From 2014 to 2021, Landa served as co-chair of Design Incubation, a national organization dedicated to communication design research. She serves on the Education Board of the One Club for Creativity.

==Writing==
Landa has authored over twenty-five books about graphic design, advertising, branding, and creative thinking. Her works include Graphic Design Solutions, 6e (2019), Build Your Own Brand (2013), Advertising by Design (2010), Nimble (2015), Strategic Creativity (2022), The New Art of Ideas (2022), A Career Is a Promise (2023), Shareworthy (2024), and Branding as a Cultural Force (2026).
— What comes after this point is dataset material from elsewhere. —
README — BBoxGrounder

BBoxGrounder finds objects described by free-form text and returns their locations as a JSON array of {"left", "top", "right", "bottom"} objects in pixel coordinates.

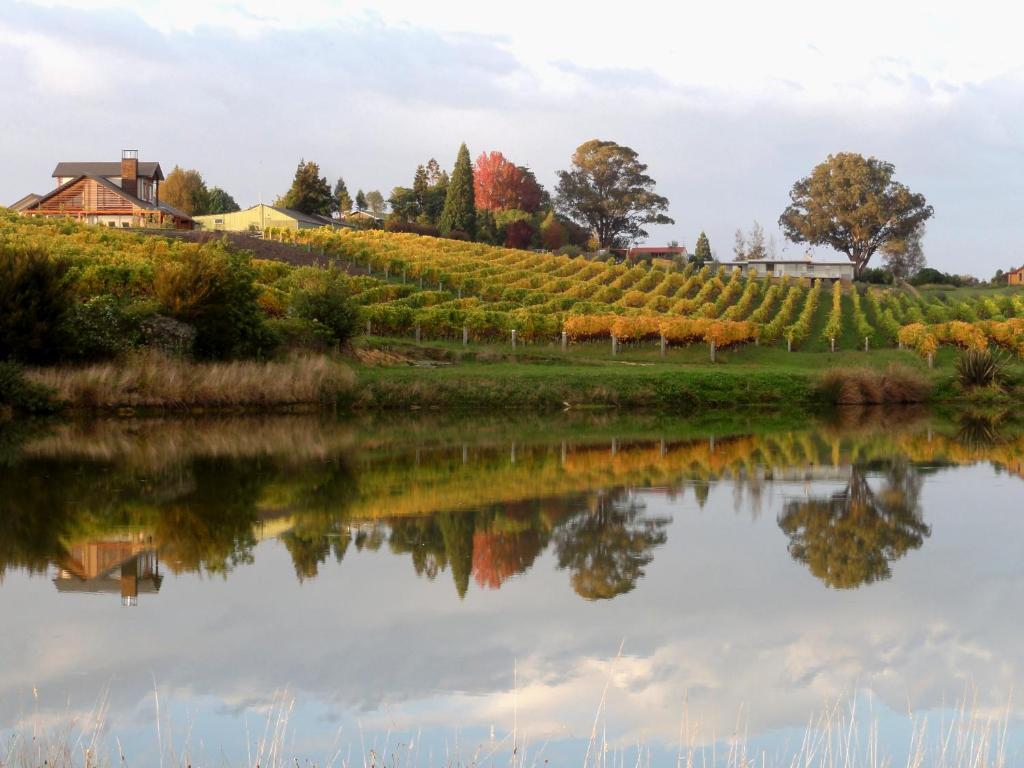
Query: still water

She has contributed articles to the Harvard Business Review, Fast Company, and Inc. magazine.

She is also the co-author of Leadership by Design: Winning Hearts, Building Your Brand, and Achieving Success with Lamont O. Repollet, Ed.D.

==Awards and recognition==
The Carnegie Foundation for the Advancement of Teaching recognized Landa as one of the "Great Teachers of Our Time." In 2013, she was named Teacher of the Year at Kean University. In 2015, she received a Human Rights Educator Award.

In 2024, she received the Gold Design Education Recognition Award. In 2025, the AIGA, the national design organization, awarded her the annual Steven Heller Prize for Cultural Commentary. Also, in 2025, she was inducted into the New Jersey Advertising Hall of Fame by the New Jersey Ad Club.